The nature of good leadership

by The Editor


ARTICLE: What is the nature of good leadership? That is a question that has elicited a thousand answers. In the article below, I look at a few of the requisite traits. In particular, the central importance of a vision and its relationship to sacrifice: that a good leader understands, in order to progress from one state of affairs to another, they must be willing to sake something on that transition and that you can tell a great deal about a leader by the extent to which they are willing to do this.

The nature of good leadership

By: Gareth van Onselen


27 March 2012

To lead is overwhelmingly a dynamic idea. It implies movement – the ability effectively to oversee a progression from one state of affairs to another, always with advancement and betterment in mind. And yet, contrariwise, there are those who would argue its requirements primarily static. That it implies continuity, an ability to sustain the status quo. What does this disparity mean for the idea?

These two things are not mutually exclusive. All leaders will face moments when they are obliged to defend the status quo in the face of some regressive threat; but rarely is that situation permanent. More likely their primary challenge will be to ensure progress. In that situation it is the status quo that becomes a regressive threat, and to fight for its preservation is to ignore development and improvement.

Those leaders who recognise this fact are forward-looking and visionary. Those that do not, are retrogressive and uninspired. Both use the status quo as a yardstick, but the former does so to justify a better future, the latter to justify the here and now.

To fend off the future, one must blind the world to it. And so, very often, those leaders who would continuously defend that which is before their eyes turn to control and hegemony to achieve that end. That requires the imposition of set ideas, of uniformity and restraint because, for them, tomorrow is a threat – its ill-defined nature no guarantee of continued power and prestige.

In contrast, a leader concerned with improving the human condition will embrace competition and all that it entails. For such a leader, the future is an opportunity: a chance to use their influence to better shape tomorrow (as opposed to shaping other people).

It becomes apparent, then, that much like respect, those leaders concerned with a brighter future are largely oblivious to the power they wield. Those concerned with the present, however, are acutely aware of their authority. The visionary are inspirational and admired because they deal in influence. The uninspired are domineering, feared or disliked, because they deal in control.

Investing faith in an unknown future is a risk, however carefully-mapped one’s strategy. And one can always tell one type of leader from another by their willingness to sacrifice their own standing in favour of what is right and good. Not so the other type. For them, their rise to power is the future – an objective in and of itself. Anything outside of that is dangerous, to be avoided, contained or subdued. This is a false kind of leadership, as its justification is inward-looking and its intention self-serving.

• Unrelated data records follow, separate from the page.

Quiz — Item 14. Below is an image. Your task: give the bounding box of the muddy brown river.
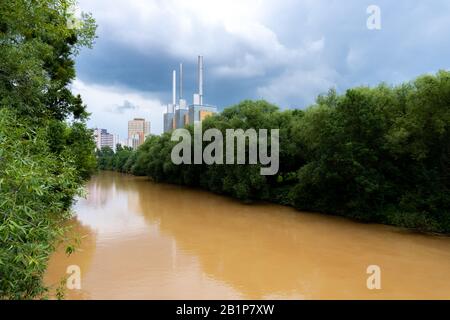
[44,171,450,299]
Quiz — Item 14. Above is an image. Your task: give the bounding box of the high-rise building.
[93,128,115,151]
[128,118,150,149]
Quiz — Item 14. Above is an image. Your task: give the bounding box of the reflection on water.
[45,171,450,299]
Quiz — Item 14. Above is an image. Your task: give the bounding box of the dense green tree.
[0,110,82,299]
[0,0,96,121]
[98,71,450,233]
[0,0,97,298]
[96,146,114,170]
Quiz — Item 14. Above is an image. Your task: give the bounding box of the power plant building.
[163,56,217,133]
[188,105,217,125]
[163,109,175,133]
[175,108,189,129]
[164,70,177,133]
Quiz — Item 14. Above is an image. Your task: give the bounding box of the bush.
[0,110,84,299]
[0,0,97,298]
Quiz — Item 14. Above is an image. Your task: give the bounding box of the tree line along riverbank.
[98,71,450,235]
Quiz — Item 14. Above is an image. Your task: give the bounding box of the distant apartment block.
[163,56,217,133]
[94,128,115,151]
[128,118,150,149]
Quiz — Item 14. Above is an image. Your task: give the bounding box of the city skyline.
[94,55,217,146]
[93,117,150,151]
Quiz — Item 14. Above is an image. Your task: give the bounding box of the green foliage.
[46,120,97,181]
[62,122,97,180]
[0,0,97,121]
[99,72,450,233]
[0,0,97,299]
[0,110,82,299]
[96,145,133,173]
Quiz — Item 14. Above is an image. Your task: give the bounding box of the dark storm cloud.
[75,0,450,112]
[114,100,138,113]
[76,38,267,109]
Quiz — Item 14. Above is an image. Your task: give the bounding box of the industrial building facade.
[163,56,218,133]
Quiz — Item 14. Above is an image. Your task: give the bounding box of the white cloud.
[78,0,325,80]
[72,79,166,137]
[257,65,339,109]
[255,37,336,108]
[79,0,267,59]
[346,47,365,72]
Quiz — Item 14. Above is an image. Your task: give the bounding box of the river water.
[44,171,450,299]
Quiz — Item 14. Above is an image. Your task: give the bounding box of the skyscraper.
[128,118,150,149]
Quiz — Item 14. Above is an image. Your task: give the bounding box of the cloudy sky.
[72,0,450,137]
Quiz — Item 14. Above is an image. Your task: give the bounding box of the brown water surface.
[44,171,450,299]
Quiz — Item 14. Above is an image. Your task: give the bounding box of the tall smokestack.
[172,70,176,106]
[198,55,203,105]
[179,63,183,100]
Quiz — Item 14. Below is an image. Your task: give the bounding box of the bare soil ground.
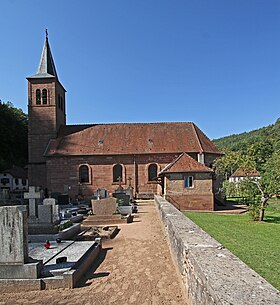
[0,200,188,305]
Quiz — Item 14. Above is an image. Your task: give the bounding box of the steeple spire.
[29,30,58,79]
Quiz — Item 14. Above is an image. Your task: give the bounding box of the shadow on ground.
[264,216,280,224]
[76,247,113,288]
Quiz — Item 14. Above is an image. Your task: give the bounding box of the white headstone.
[43,198,60,223]
[0,206,28,264]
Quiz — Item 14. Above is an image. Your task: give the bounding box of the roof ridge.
[65,121,194,127]
[192,123,203,153]
[159,153,185,173]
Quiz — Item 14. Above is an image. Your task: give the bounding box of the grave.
[92,188,108,200]
[82,197,133,227]
[60,206,84,223]
[112,181,138,214]
[57,194,70,205]
[23,187,82,240]
[23,186,42,222]
[0,206,42,279]
[76,226,119,241]
[43,198,60,224]
[0,206,102,292]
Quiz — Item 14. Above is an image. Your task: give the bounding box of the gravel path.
[0,200,188,305]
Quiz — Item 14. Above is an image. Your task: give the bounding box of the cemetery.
[0,183,139,292]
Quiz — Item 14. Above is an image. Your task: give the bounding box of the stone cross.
[24,186,42,218]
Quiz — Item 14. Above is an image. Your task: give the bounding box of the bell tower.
[27,30,66,188]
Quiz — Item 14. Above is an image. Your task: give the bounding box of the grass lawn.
[184,201,280,291]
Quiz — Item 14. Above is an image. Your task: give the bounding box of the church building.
[27,34,222,210]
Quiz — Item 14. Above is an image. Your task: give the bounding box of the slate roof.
[27,36,58,79]
[230,168,260,178]
[45,122,222,156]
[159,153,213,174]
[1,166,28,179]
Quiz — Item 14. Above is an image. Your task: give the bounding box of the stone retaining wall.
[154,195,280,305]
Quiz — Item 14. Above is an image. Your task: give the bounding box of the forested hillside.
[212,118,280,176]
[213,118,280,154]
[0,101,28,171]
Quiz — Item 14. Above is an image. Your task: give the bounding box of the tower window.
[42,89,47,104]
[113,164,123,182]
[36,89,41,105]
[148,163,158,181]
[79,165,90,183]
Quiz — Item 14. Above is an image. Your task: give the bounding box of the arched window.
[42,89,47,104]
[36,89,41,105]
[79,165,89,183]
[148,163,158,181]
[113,164,123,182]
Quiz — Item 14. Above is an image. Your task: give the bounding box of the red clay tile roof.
[159,153,213,173]
[230,168,260,178]
[45,122,221,156]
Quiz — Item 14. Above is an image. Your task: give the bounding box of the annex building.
[27,34,222,210]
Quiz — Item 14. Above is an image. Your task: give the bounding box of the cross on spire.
[45,28,48,39]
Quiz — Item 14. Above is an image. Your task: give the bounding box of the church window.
[15,178,19,185]
[42,89,48,104]
[113,164,123,182]
[79,165,90,183]
[184,176,194,188]
[36,89,41,105]
[148,163,158,181]
[22,179,27,186]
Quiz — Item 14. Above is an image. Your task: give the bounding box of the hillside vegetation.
[0,101,28,171]
[213,118,280,177]
[213,119,280,221]
[213,118,280,154]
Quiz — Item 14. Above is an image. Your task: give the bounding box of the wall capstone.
[155,195,280,305]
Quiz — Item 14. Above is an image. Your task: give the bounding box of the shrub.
[248,202,261,221]
[59,220,73,231]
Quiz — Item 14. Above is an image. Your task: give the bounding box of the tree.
[0,101,28,171]
[239,151,280,221]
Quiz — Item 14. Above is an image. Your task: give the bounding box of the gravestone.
[0,206,28,264]
[113,193,130,206]
[0,206,42,279]
[43,198,60,224]
[38,205,53,223]
[0,189,10,200]
[93,188,108,200]
[91,197,117,215]
[58,194,69,205]
[24,186,42,221]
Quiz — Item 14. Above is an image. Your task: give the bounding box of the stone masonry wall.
[154,195,280,305]
[164,172,214,210]
[46,153,178,198]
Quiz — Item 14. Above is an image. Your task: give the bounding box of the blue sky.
[0,0,279,139]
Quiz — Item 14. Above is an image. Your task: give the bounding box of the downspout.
[133,155,138,196]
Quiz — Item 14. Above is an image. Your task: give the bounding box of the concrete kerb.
[154,195,280,305]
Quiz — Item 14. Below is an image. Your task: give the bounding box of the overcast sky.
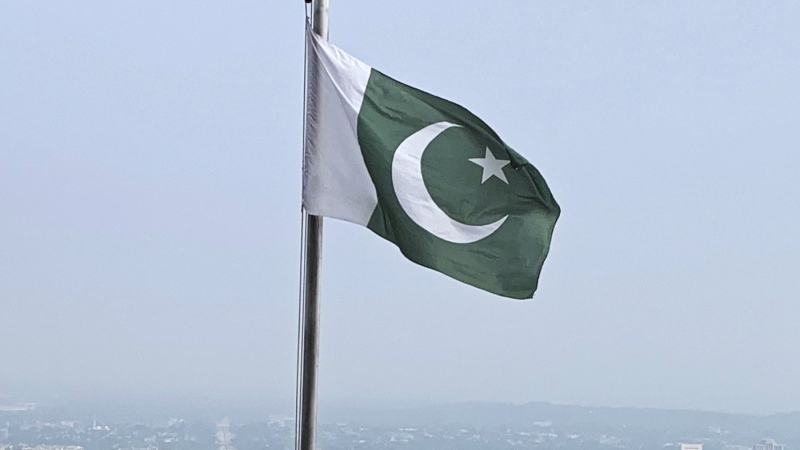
[1,1,799,415]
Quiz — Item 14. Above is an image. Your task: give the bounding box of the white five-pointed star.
[468,147,510,184]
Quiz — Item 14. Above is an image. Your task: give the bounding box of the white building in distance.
[679,444,704,450]
[754,439,785,450]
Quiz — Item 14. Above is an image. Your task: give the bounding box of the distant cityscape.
[0,402,796,450]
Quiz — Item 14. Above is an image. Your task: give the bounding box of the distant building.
[679,444,703,450]
[754,439,785,450]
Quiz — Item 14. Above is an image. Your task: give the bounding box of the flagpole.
[297,1,328,450]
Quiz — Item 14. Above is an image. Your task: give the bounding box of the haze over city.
[2,0,799,417]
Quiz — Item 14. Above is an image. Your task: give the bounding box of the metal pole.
[297,2,328,450]
[312,0,329,40]
[297,215,322,450]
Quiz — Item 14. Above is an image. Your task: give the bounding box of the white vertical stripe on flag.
[303,29,377,226]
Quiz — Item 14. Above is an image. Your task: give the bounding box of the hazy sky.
[1,1,799,415]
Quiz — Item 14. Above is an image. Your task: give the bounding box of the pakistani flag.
[303,30,560,299]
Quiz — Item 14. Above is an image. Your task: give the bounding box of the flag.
[303,29,560,299]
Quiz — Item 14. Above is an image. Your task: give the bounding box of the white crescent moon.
[391,121,508,244]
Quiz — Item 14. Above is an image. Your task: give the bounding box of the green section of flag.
[356,70,560,299]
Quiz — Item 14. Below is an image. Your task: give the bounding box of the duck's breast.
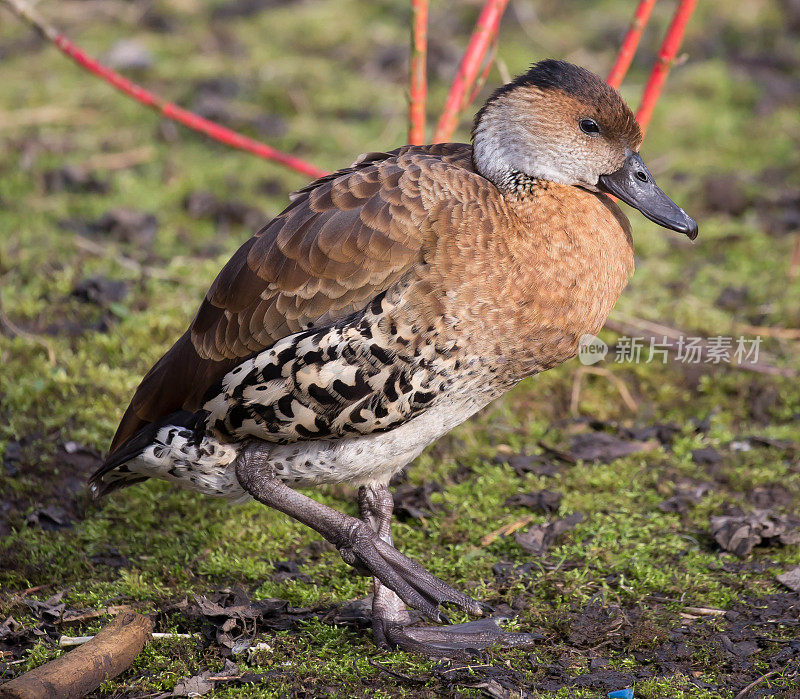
[427,183,635,378]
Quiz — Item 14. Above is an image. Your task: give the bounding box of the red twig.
[606,0,658,89]
[433,0,509,143]
[408,0,428,145]
[635,0,697,135]
[466,33,499,108]
[0,0,328,180]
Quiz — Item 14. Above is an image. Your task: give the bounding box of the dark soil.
[3,583,798,696]
[0,440,100,539]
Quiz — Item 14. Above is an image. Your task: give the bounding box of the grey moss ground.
[1,0,799,696]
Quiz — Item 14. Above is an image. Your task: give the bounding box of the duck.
[90,59,697,656]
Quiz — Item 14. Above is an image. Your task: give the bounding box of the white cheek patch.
[474,123,569,185]
[473,102,591,188]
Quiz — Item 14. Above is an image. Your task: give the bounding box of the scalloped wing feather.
[109,143,482,453]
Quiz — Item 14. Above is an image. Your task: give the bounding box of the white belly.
[125,388,499,500]
[268,389,496,487]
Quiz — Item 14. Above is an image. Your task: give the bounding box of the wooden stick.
[635,0,698,134]
[433,0,509,143]
[0,612,152,699]
[82,145,155,171]
[0,306,57,366]
[733,668,783,699]
[480,515,535,546]
[609,313,800,344]
[606,0,658,89]
[570,365,639,417]
[0,0,328,180]
[734,323,800,341]
[604,316,795,377]
[73,234,183,282]
[682,606,726,616]
[788,234,800,281]
[0,105,99,130]
[407,0,428,145]
[59,632,195,647]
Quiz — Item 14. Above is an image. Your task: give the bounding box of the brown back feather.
[109,143,475,453]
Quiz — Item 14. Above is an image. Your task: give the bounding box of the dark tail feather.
[90,410,198,498]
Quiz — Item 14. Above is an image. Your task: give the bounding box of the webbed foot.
[377,616,540,657]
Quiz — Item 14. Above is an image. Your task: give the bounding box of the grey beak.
[598,150,698,240]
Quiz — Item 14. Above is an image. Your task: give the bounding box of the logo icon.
[578,334,608,365]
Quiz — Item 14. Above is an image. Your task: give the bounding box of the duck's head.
[472,59,698,239]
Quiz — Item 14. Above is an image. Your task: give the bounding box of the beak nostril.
[600,151,696,238]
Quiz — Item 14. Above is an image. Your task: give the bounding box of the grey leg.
[357,484,541,657]
[358,485,411,647]
[234,444,482,622]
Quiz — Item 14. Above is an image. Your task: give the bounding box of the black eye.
[580,118,600,135]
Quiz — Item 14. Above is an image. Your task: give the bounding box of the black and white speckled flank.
[93,284,508,497]
[203,289,468,443]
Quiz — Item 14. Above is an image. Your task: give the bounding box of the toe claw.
[478,601,496,615]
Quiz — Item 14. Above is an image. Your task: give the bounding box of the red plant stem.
[433,0,509,143]
[635,0,697,135]
[466,34,498,107]
[606,0,658,89]
[1,0,328,179]
[408,0,428,145]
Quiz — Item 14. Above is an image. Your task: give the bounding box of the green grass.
[1,0,799,696]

It is a helpful exercise to apply this simple test to any leader and ask the question: to what degree are they concerned with a better future and what chances are they willing to take to get there? You can be sure, if the chances are small and the future undefined, their business is not in your best interest.

And here is it worth looking at the words they use to define their purpose – the language of leadership. Does it evoke the past and avoid the future? Does it promote compromise and demote principle? Does it seek to appease or aspire to inspire? Does it encourage the safety of what we know and instill a fear in what we do not? Is it self-referential rather than selfless? Does it recommend control and defame competition?

A vision can tell you everything about a person – their attitudes and aptitude. But the lack of a vision can tell you only one thing definitively: the person concerned is not a leader. Ironically, the last to admit that will be those ostensible leaders themselves. But only until their power is entrenched absolutely, for then the farce serves no further purpose, because the future has been permanently established.